Paramedics and police arrive at the Morgans' property to recover the bodies as the partygoers slowly scatter. Marci and Hank attempt to comfort a withdrawn Melissa outside. Melissa is impervious and slowly walks into her house alone in a daze. As she enters the front door, she brandishes a bloody knife, which she has concealed under the blanket wrapped around her.

==Production==
===Casting===
The casting of Susan Strasberg, Bo Hopkins, and Sharon Farrell was announced in mid-1981. Leslie Nielsen was originally cast in the role of Dr. John Morgan, but was replaced by Patrick Macnee due to schedule conflicts.

===Filming===
Principal photography of Sweet Sixteen took place in Piru, California.

== Release ==
The film was given a regional limited theatrical release in the United States by Century International, screening in San Antonio, Texas beginning November 12, 1982. After this release, the producers considered changing the film's title to Sweet Melissa.

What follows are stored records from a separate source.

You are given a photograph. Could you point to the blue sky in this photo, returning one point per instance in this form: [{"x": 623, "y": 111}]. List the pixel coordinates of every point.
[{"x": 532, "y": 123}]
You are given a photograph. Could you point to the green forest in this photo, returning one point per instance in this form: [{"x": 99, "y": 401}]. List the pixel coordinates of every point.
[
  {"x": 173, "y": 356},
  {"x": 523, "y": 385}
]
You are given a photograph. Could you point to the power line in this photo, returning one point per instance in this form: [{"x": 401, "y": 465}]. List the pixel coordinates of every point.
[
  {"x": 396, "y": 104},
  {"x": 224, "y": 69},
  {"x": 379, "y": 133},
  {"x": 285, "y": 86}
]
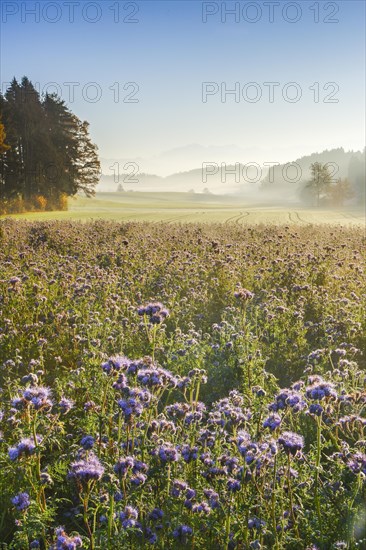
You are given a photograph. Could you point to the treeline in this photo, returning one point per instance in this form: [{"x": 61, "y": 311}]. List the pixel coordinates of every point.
[
  {"x": 330, "y": 178},
  {"x": 46, "y": 153}
]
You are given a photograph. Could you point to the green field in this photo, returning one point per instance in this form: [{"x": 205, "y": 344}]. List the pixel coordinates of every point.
[{"x": 184, "y": 207}]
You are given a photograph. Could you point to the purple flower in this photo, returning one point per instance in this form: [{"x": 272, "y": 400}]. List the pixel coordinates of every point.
[
  {"x": 25, "y": 447},
  {"x": 124, "y": 464},
  {"x": 87, "y": 469},
  {"x": 65, "y": 405},
  {"x": 233, "y": 485},
  {"x": 256, "y": 523},
  {"x": 64, "y": 542},
  {"x": 357, "y": 463},
  {"x": 129, "y": 517},
  {"x": 319, "y": 389},
  {"x": 182, "y": 532},
  {"x": 168, "y": 453},
  {"x": 156, "y": 312},
  {"x": 272, "y": 422},
  {"x": 87, "y": 442},
  {"x": 21, "y": 501},
  {"x": 39, "y": 397},
  {"x": 291, "y": 442},
  {"x": 156, "y": 514},
  {"x": 316, "y": 409}
]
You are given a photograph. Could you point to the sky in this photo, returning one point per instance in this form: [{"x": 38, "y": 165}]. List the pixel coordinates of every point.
[{"x": 153, "y": 78}]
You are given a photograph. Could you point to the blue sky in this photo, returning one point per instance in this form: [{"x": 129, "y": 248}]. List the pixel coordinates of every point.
[{"x": 170, "y": 52}]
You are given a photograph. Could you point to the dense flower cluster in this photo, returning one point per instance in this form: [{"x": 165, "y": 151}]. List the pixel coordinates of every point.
[{"x": 238, "y": 423}]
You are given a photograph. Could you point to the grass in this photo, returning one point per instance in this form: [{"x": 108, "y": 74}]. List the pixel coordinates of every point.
[{"x": 185, "y": 207}]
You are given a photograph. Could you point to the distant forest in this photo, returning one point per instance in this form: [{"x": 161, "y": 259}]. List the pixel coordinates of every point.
[
  {"x": 343, "y": 166},
  {"x": 46, "y": 153},
  {"x": 293, "y": 181}
]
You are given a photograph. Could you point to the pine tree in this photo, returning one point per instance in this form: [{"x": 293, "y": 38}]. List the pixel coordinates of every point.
[
  {"x": 48, "y": 151},
  {"x": 320, "y": 181}
]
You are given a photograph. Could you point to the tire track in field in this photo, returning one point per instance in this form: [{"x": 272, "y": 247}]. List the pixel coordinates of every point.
[
  {"x": 350, "y": 216},
  {"x": 234, "y": 219},
  {"x": 172, "y": 220},
  {"x": 301, "y": 220},
  {"x": 245, "y": 215}
]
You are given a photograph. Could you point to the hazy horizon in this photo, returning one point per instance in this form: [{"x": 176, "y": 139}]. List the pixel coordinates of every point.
[{"x": 170, "y": 85}]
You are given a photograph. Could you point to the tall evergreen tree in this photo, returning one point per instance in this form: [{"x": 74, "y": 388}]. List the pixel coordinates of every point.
[
  {"x": 320, "y": 181},
  {"x": 50, "y": 152}
]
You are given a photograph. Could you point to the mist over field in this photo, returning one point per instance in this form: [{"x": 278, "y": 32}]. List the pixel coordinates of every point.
[{"x": 182, "y": 275}]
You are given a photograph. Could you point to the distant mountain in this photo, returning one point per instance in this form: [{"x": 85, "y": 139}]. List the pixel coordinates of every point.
[
  {"x": 189, "y": 157},
  {"x": 211, "y": 177},
  {"x": 278, "y": 184}
]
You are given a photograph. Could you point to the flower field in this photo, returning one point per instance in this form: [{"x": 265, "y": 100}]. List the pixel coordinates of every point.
[{"x": 182, "y": 386}]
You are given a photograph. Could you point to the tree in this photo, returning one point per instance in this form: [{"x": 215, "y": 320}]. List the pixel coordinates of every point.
[
  {"x": 320, "y": 181},
  {"x": 3, "y": 146},
  {"x": 48, "y": 152}
]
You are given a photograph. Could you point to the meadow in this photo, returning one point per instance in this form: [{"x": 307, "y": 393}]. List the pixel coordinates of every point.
[
  {"x": 196, "y": 207},
  {"x": 170, "y": 385}
]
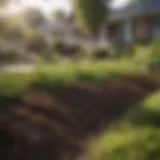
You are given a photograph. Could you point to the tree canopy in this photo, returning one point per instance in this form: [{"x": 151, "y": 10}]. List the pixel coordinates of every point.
[
  {"x": 58, "y": 14},
  {"x": 90, "y": 15},
  {"x": 34, "y": 16}
]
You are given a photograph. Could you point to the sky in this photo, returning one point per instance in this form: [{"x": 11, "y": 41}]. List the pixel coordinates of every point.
[{"x": 49, "y": 5}]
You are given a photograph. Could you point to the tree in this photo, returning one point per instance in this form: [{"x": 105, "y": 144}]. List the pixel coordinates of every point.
[
  {"x": 59, "y": 14},
  {"x": 34, "y": 16},
  {"x": 90, "y": 15},
  {"x": 4, "y": 3}
]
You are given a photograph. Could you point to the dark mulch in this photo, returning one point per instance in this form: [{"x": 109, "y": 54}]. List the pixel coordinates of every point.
[{"x": 58, "y": 124}]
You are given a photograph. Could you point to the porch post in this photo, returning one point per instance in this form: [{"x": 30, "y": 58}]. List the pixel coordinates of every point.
[{"x": 128, "y": 31}]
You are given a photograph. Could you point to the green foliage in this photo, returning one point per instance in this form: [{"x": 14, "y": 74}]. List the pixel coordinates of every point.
[
  {"x": 59, "y": 46},
  {"x": 59, "y": 14},
  {"x": 36, "y": 43},
  {"x": 12, "y": 56},
  {"x": 64, "y": 49},
  {"x": 100, "y": 53},
  {"x": 90, "y": 15},
  {"x": 137, "y": 137},
  {"x": 51, "y": 75},
  {"x": 148, "y": 55}
]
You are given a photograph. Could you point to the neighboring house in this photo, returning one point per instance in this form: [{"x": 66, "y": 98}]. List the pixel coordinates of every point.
[{"x": 135, "y": 22}]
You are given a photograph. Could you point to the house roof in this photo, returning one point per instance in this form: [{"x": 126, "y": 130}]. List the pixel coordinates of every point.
[{"x": 135, "y": 9}]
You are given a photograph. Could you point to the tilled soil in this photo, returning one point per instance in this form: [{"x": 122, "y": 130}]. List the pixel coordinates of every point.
[{"x": 58, "y": 124}]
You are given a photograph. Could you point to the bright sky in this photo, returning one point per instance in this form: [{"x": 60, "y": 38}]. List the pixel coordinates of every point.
[{"x": 49, "y": 5}]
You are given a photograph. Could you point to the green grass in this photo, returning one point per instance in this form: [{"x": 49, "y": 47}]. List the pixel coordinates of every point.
[
  {"x": 51, "y": 76},
  {"x": 13, "y": 85},
  {"x": 136, "y": 137}
]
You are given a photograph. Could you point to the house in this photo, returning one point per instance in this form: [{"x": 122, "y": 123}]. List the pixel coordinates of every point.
[{"x": 136, "y": 22}]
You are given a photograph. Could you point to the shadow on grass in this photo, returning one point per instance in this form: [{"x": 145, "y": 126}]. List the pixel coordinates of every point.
[
  {"x": 6, "y": 102},
  {"x": 145, "y": 116}
]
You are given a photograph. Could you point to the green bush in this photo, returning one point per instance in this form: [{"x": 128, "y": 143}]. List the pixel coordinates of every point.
[
  {"x": 137, "y": 137},
  {"x": 59, "y": 46},
  {"x": 36, "y": 43},
  {"x": 100, "y": 53}
]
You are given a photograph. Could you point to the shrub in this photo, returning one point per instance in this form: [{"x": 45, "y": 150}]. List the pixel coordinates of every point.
[
  {"x": 36, "y": 43},
  {"x": 100, "y": 53},
  {"x": 59, "y": 46}
]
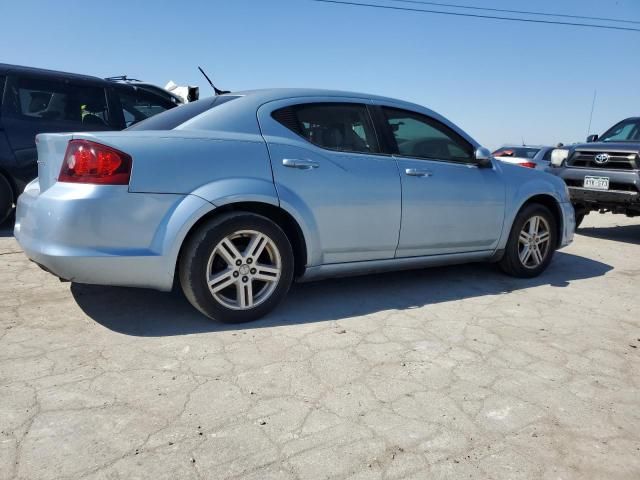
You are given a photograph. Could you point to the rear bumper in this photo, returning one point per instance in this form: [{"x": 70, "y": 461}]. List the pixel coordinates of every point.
[{"x": 104, "y": 235}]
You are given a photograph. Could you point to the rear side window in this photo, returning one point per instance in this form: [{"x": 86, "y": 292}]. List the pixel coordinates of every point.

The film had staggered regional releases in early 1983, opening in Anniston, Alabama on January 28, in Biloxi, Mississippi on April 19, and on August 5, 1983 in Detroit, Michigan. During the week ending December 14, 1983, the film was the seventh-most popular theatrical release in south Florida.

=== Home media ===
Vestron Video released Sweet Sixteen on VHS and Betamax in 1983.

A director's cut of the film was released on DVD in the United States by Code Red in 2008. Code Red also issued a limited Blu-ray release in the United States on August 11, 2015. On September 1, 2026, Vinegar Syndrome announced a forthcoming 4K UHD Blu-ray release, made available through their official webstore.

==Reception==
=== Critical response ===
The Sacramento Bee critic George Williams panned the film as a "blood-spattered mess of a movie" that "boasts a cast of competent actors who must have been quite desperate to have agreed to appear in [it]." Bill Cosford of the Miami Herald praised the film's cast, but noted the subplot involving anti-Native American prejudice as "wholly gratuitous." Arthur Cabasos of the Abilene Reporter-News felt the film lacked excitement and was uninvolving despite its strong cast.

Twila J. Walker of The Sacramento Union praised the film for its restrained use of violence and added that Hopkins' performance "pull[s] this otherwise static film up above the average in its genre." Roger Calin of the Omaha World-Herald similarly commended the film's cast, adding: "Sweet Sixteen never becomes especially scary or gory, and seems a bit more intelligent than most of this kind of stuff."

In a review for eFilmCritic, Dr. Isaksson gave the film a positive review with much of his praise going towards the lead performances stating, "Ever like a film just because of the cast involved and the overall set up, no matter how ridiculous? This is my love/hate relationship with 1982's Sweet 16. I am a fan of the underground actor (who has been in a few aboveground movies) Steve Antin, (Jonathan Antin's much more endearing and talented brother). And good lord, I cannot express or explain how much I fancy the slasher ingenue Dana Kimmell. It was the beautiful brunette's co-starring role in this horror film that became the catalyst for her being cast by director Steve Miner for the epic 3D installment of the Jason cut em ups, Friday the 13th Part III. One look at Ms. Kimmell and he knew he had his replacement for Amy Steel. So certainly it comes as no shocker that in Sweet 16 Dana shows off some serious screaming ability and for this film, it was a handy talent. Now, all this being stated, I am not hinting that these above mentioned horror films are really anything more than pure drivel but damn, what a nice looking spot of drool it is."